Kumarbaz Erol ile Erksan’ın Boyacı Halil’i tam manasıyla bir zıtlık halinde buluşuyorlar. Bu zıtlığın yaşam alışkanlıklarından, motivasyonlarına ve büyük şehrin karakterleri üzerindeki etkilerine değin birçok temelden beslendiği görülmekte. Erol’un İstanbul’a göçü sancılı. Paralı bir eşrafın bulunduğu her yerde asalak yaşantısını sürdürebilir Erol fakat İstanbul’a tabiri caizse sürülüyor ve sürgününe katacak bir anlam arıyor.
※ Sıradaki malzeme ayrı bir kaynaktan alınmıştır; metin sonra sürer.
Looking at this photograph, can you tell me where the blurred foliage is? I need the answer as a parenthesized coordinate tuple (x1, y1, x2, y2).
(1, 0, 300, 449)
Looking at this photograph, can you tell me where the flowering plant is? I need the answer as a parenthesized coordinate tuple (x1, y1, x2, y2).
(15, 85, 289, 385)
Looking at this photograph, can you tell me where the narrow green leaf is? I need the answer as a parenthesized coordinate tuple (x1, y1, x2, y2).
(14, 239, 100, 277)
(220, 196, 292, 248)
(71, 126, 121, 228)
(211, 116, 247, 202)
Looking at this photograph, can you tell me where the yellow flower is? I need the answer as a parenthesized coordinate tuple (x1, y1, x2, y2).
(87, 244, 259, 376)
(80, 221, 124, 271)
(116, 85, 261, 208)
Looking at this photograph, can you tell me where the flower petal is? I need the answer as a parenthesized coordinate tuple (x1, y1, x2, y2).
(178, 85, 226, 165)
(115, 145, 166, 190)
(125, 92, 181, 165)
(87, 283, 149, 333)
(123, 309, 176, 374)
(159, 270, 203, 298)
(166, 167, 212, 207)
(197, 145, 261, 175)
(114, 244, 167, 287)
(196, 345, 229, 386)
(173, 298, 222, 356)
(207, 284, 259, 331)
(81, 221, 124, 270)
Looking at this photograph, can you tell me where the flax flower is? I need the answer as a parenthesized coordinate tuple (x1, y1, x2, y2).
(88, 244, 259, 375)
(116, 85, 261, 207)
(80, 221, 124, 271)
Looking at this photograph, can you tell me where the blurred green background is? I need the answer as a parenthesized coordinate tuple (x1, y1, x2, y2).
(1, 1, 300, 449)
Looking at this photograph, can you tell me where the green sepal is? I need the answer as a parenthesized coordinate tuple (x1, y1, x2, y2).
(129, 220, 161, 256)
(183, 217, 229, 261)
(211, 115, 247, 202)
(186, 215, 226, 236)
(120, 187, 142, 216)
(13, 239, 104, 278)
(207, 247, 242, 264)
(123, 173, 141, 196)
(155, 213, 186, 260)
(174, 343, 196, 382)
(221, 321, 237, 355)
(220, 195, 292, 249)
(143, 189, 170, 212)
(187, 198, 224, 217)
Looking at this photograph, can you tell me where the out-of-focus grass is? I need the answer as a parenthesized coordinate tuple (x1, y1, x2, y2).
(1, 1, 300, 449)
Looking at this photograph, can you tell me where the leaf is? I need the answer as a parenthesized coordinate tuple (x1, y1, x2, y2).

Erol’a “seni yeneceğim İstanbul” iddiasını yakıştırmak mümkün. Erol İstanbul’a “kazanmaya” geliyor. Ekmeğini gayriahlaki yollardan kazanan biri için İstanbul, salt ekmeğin kazanılacağı yer olamaz. Bu bakımdan onun göçünü “taşı toprağı altın” şiarıyla çıkılan İstanbul seferlerine benzetemeyiz. Erol hayata tutunmanın, sınıf atlamanın yanısıra değişmek, yuva kurmak istiyor, serseriliğe son verip durulmak istiyor. Baştan çıkmaktan ziyade yola gelme amacı güdüyor. Boyacı Halil’e baktığımızdaysa sınıfsal pozisyonundan ötürü kendi yağında kavruluşunu ve dolaylı olarak “İstanbul’a yenilmeyeceğim” duruşunu görebiliyoruz. Halil’in İstanbul’u yavaş, manzaralı, bulutlu; Müteahhit Erol’un hızlı ve betona gömülü. Yine Halil savunma, Erol saldırı halinde. Erol’un mazaret dinlemeye ayıracak vakti, sınır tanımaya niyeti yok. Bu noktada Halil’in Adalar’da yaşadığını belirtmek gerek. Halil, Meral’in (Sema Özcan) portresine de çalıştığı bir köşkte görüp aşık oluyor. Eski İstanbul’un değerlerini temsil ediyor Halil, resme tutkusunu da bir tür muhafazakarlık ile savunuyor. Resmin aynı kalacağından, kendisine hep şefkatle bakacağından emin. Oysa İstanbul Erol’un suretinde değişmektedir aynı yıllarda ve ister istemez bir ayrışma yaşanmaktadır. Halil İstanbul’un güzelliğine vurgundur, Erol ise bu güzelliği kendini ispatlama kaygısı ve “atılım” retoriğine uygun manevralar ile mahvetmek arzusundadır. Halil ve Erol’un sevgiyi değerlendirişinde mesleklerinin payını atlayamayız. İç dekorasyon ve boya işleriyle uğraşan Halil zanaatının bir doruğu biçiminde algılıyor Meral’in resmini. Erol’a göre Hülya, kazancın bir tezahürü… Halil soyutun, Erol somutun peşinde.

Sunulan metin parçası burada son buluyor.